Мачеху отца я плохо помню. А по сути, это была моя бабушка, хотя и не кровная. Это благодаря ей случилось мое первой знакомство с Богом. Произошло это раньше происшествия с топором. Тогда же почти все были атеистами. А у нас так тем более… Мама ‒ учитель, а отец вообще был далек от веры в высшие силы. Хотя втайне от начальства своих детей очень многие крестили ‒ и верующие, и атеисты.

Почему-то меня одну оставили в тот день с бабушкой. Был воскресный холодный весенний день и какой-то церковный праздник. Бабушка повесила мне на шею крестик на тонкой веревочке, натянула на меня пальтишко, завязала на голове какой-то не мой платок и куда-то повела.

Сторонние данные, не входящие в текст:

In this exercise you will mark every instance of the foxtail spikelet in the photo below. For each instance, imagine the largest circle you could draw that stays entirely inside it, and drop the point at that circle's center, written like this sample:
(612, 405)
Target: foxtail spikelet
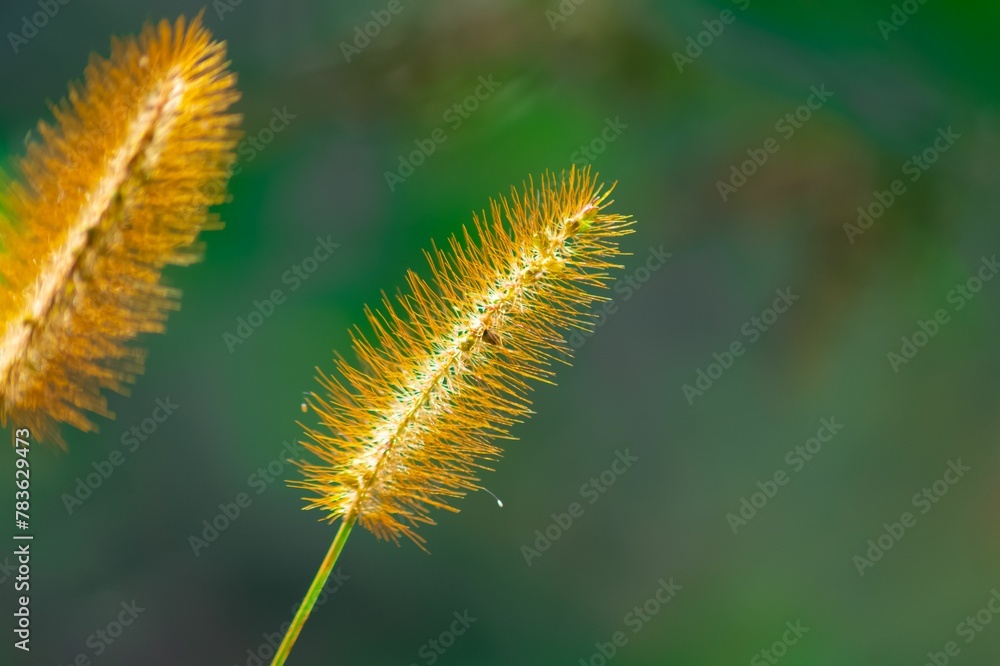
(448, 370)
(118, 189)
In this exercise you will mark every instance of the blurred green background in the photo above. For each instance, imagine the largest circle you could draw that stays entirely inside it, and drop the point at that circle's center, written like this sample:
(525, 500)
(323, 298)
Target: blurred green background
(681, 128)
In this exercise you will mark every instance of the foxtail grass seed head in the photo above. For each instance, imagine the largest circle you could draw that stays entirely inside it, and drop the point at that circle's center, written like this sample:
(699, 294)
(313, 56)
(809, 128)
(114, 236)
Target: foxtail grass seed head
(115, 191)
(447, 369)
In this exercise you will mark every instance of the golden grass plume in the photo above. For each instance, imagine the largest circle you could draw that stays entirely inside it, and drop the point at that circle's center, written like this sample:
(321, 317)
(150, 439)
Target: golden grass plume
(409, 429)
(115, 191)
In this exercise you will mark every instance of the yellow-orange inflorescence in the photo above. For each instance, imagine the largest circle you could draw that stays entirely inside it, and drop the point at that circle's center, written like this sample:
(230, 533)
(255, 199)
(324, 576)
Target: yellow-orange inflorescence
(115, 191)
(447, 372)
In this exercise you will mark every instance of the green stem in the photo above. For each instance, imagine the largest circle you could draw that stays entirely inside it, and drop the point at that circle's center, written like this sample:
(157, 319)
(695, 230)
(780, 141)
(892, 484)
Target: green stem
(317, 586)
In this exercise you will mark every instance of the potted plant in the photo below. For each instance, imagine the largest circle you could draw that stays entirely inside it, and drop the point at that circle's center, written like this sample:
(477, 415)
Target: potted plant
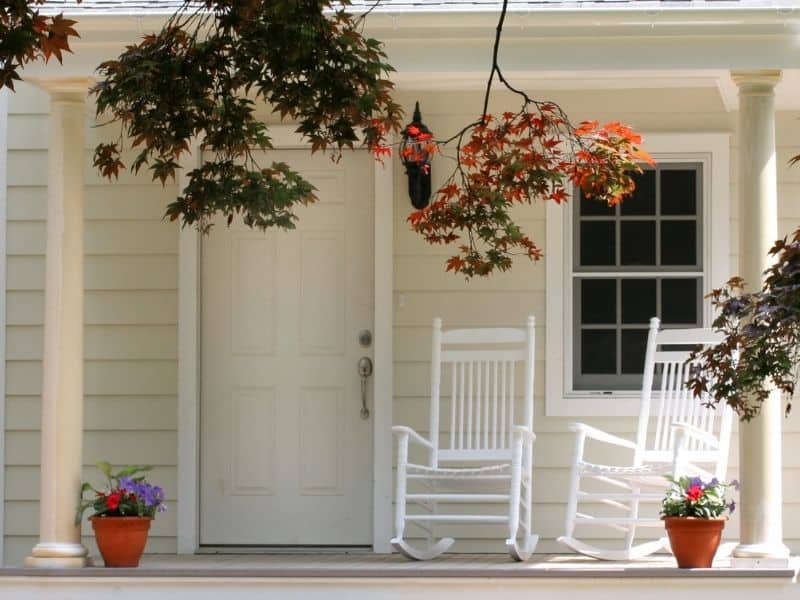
(694, 516)
(123, 511)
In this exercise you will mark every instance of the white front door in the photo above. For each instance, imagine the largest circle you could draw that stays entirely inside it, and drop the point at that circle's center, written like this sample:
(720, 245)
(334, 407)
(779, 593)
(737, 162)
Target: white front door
(286, 458)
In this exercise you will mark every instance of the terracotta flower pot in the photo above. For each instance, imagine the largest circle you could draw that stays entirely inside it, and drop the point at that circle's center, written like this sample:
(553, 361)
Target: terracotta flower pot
(121, 540)
(694, 541)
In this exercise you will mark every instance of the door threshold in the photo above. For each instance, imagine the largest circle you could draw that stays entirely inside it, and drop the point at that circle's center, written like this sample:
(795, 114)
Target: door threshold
(283, 549)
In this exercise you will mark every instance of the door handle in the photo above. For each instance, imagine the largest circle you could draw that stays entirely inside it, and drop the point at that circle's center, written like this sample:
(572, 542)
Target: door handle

Мы долго шли по раскисшей дороге, моросил дождь. И, наконец, подошли к деревянной башенке. Бабушка раздавала монетки каким-то людям. Их было очень много; и они повторяли одни и те же слова. Она и мне дала монетку и велела отдать безногому дяде на тележке.

Перед входом заставила меня перекреститься; чертыхнулась, что я это сделала как-то не так. И мы вошли внутрь.

Я крепко ухватилась за бабушкину руку, потому что стало страшно.

Было очень много людей, темно и душно. Светились какие-то огоньки, округлый потолок с еле видимыми темными ликами казался далеко-далеко наверху. Доносилось монотонное пение; какой-то дедушка густым басом читал по книге непонятные слова, а все вокруг кланялись и крестились. Некоторые даже падали на колени и ударялись головой о грязный пол. Но, в основном, вокруг себя я видела только чужие подолы, грубые сапоги да мокрые туфли в галошах. Все вокруг было мрачным, дымным, пахло промокшей овчиной и сосновой смолой.

А потом мы долго стояли в очереди. И я, уставшая и одуревшая от всего этого, уже смутно помню, как меня взяли на руки; дедушка в красивой одежде влил мне в рот ложечку красного сладко-терпкого напитка и положил на язык маленькую печеньку. Только она была совсем несладкой. Потом мы отстояли другую длинную очередь. Я заметила, что впереди люди крестятся и зачем-то наклоняются. Я не успела понять зачем, потому что бабушка резко меня приподняла и заставила поцеловать темную стеклянную поверхность, в глубине которой виднелась картина с нарисованным печальным лицом. Бабушка сказала, что это Боженька.